Lettre ouverte à Monsieur Morin, Président de la Région Normandie.

Lettre ouverte à Monsieur Morin, Président de la Région Normandie.

25 août 2022

Depuis sa création, notre collectif n’a cessé de vous interpeller sur les choix que vous avez effectués conjointement avec la SNCF pour fermer de nombreux guichets sur l’ensemble des axes normands. Choix guidés par des économies budgétaires, financés par de nombreuses pertes d’emplois, qui se sont avérés préjudiciables pour de nombreux usagers dont une part importante ne bénéficie pas d’outils numériques ou de moyens de paiement par carte bancaire. Au fil du temps la situation ne cesse de se dégrader.

Dans certaines villes comme Avranches et Villedieu les Poêles vous avez, en collaboration avec les mairies, proposé des services de substitution dans les syndicats d’initiative qui sont loin de donner satisfaction, eu égard aux services limités qui ont été proposés aux usagers, à l’époque, pour justifier la fermeture des guichets. Force est de constater que depuis, cette situation a évolué dans le mauvais sens puisque la vente physique n’est plus assurée dans ces lieux d’accueil. Ce qui pourrait se résumer à un marché de dupes. En effet, ceux qui ne peuvent avoir accès au numérique sont obligés de se rendre en voiture, soit à Granville soit à Vire pour acheter un billet avec un trajet qui peut atteindre 50 km. Question environnement, on fait mieux !

Cette situation se répète à l’envi pour les usagers d’autres gares.

Pour celle d’Argentan, les horaires d’ouverture le matin se font après le passage des trains. Depuis Juin, la réouverture a lieu le dimanche (forme de Flexi-guichet) selon les disponibilités du personnel sans pour autant qu’une communication ait été faite dans la presse sur cette nouvelle possibilité ou un affichage réalisé dans la gare. Manière de préparer une future fermeture en justifiant du manque de « chiffre d’affaires ». Annonce faite pour le guichet de la gare de Flers pour les années à venir…

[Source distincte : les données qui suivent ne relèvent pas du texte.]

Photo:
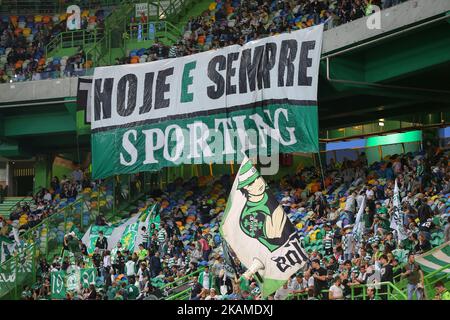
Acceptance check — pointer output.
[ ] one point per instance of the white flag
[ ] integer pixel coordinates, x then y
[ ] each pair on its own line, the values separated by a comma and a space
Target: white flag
358, 228
397, 219
259, 232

Concernant Alençon, Préfecture de l’Orne drainant un bassin de plus de 50 000 habitants, le guichet est fermé totalement les week-ends et jours fériés. Certains jours connaissent une forte affluence et le guichet ferme bien que de nombreux usagers n’aient pu obtenir un billet. Ce qui amène à un sentiment d’incompréhension et de colère légitime que subissent injustement les cheminot-es.

Le guichet de Vire, quant à lui, connaît une activité en croissance en lien avec la hausse de fréquentation du nombre de voyageurs mais également, à cause du report d’usagers venant de gares où les guichets sont fermés dans le sud manche. Ce qui prouve le bien fondé d’un accueil physique.

Ainsi, nous voudrions vous citer des extraits du rapport de la défenseure des droits qui légitime d’autant notre action pour le maintien et la réouverture des guichets avec des horaires compatibles pour les besoins des usagers :

« Dans notre pays, chaque jour, des usagères et des usagers sont confrontés à l’impossibilité de faire aboutir une démarche administrative, se heurtent à une absence de réponse, peinent à contacter un interlocuteur ou trouvent porte close. Près d’un Français sur quatre exprime le sentiment de vivre dans un territoire délaissé par les pouvoirs publics

Rencontrent aussi des difficultés importantes les personnes âgées - encore souvent éloignées du numérique - les jeunes - moins à l’aise qu’on ne le croit avec l’administration dématérialisée - et les personnes handicapées - qui n’ont toujours pas affaire à des services publics accessibles. Enfin, les démarches numériques apparaissent comme un obstacle parfois insurmontable pour les personnes en situation de précarité sociale, alors même que ce sont celles pour lesquelles l’accès aux droits sociaux et aux services publics revêt un caractère vital…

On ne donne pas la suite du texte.